Federated learning
Imagine building a model whose training data is collected on edge devices such as cell phones or sensors. Each device collects data unlike any other, and the data cannot leave the device because of privacy concerns or unreliable network access. This challenging situation is known as federated learning. Mike Lee Williams discusses the algorithmic solutions and the product opportunities.

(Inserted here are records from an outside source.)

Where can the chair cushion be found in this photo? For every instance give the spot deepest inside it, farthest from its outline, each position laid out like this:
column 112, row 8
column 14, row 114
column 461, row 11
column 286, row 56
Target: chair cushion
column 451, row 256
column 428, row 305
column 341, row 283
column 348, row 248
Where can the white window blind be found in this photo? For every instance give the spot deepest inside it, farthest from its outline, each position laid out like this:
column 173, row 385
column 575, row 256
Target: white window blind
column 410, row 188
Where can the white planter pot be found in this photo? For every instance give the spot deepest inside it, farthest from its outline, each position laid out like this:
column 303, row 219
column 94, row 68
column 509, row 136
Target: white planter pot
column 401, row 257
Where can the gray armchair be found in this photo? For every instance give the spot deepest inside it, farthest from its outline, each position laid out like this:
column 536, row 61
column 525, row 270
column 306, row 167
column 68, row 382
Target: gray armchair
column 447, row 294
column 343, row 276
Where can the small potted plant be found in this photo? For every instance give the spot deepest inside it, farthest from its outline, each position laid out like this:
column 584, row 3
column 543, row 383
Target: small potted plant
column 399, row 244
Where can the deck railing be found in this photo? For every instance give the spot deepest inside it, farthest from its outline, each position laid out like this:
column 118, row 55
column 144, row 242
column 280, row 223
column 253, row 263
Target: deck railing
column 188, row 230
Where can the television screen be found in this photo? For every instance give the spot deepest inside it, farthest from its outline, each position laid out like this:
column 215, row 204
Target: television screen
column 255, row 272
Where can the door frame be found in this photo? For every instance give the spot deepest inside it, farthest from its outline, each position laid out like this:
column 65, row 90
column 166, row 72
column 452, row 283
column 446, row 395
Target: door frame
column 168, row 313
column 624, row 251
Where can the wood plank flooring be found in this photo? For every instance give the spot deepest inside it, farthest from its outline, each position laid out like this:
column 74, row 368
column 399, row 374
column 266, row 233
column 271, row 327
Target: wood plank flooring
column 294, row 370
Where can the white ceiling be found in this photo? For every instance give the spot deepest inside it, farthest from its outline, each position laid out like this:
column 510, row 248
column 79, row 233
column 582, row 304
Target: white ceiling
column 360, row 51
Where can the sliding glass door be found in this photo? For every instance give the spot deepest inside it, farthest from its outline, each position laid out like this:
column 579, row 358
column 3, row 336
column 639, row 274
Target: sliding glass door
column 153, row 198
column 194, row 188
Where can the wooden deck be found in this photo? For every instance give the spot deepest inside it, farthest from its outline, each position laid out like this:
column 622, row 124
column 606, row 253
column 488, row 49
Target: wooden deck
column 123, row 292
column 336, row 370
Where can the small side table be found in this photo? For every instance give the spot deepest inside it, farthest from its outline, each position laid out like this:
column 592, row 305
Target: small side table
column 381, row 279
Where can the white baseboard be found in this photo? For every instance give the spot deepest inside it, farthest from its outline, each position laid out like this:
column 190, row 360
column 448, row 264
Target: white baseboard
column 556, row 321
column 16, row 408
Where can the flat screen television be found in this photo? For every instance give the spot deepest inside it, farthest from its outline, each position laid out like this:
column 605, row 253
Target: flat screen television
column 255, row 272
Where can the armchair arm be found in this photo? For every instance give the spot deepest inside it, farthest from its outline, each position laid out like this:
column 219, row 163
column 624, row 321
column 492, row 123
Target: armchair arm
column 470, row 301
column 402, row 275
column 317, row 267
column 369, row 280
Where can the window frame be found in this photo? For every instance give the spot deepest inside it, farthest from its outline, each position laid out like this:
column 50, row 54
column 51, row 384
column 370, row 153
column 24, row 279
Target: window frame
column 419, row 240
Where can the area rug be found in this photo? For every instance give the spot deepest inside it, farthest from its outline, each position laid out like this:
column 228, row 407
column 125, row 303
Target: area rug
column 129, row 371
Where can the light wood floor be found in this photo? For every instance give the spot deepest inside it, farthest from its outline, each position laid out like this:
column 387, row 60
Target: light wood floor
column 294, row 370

Talk Title | Federated learning |
Speakers | Mike Lee Williams (Cloudera Fast Forward Labs) |
Conference | Strata Data Conference |
Conf Tag | Big Data Expo |
Location | San Francisco, California |
Date | March 26-28, 2019 |
URL | Talk Page |
Slides | Talk Slides |
Video | |
Federated learning is distributed machine learning across edge devices with a number of twists that make it both challenging and broadly applicable. Training happens on the same devices that generate the data. Those edge users are often concerned about privacy and are thus unwilling to share their training data. And even when they’re willing to share the data, communication is unreliable and slow, so it may not be practical. Examples include predictive text on cell phones, a person’s engagement with their own photos, and machine learning in the browser applied to corporate text archives such as a team Slack or Google Drive, and ML on low-powered field devices in energy, agriculture, and logistics. The principles of data minimization established by the GDPR and the prevalence of smart sensors makes these use cases more common and the advantages of federated learning more compelling. Mike Lee Williams discusses the algorithmic and production techniques of federated learning and the privacy-preserving, fault-tolerant product opportunities they offer. He then leads a demo of a working prototype example of federated learning applied to a predictive maintenance problem, in which customers aren’t willing to share the details of how their components failed with the manufacturer but want the manufacturer to provide them with a strategy to maintain the part. The solution satisfies the customer’s privacy concerns while providing them with a model that leads to fewer costly failures and less maintenance downtime.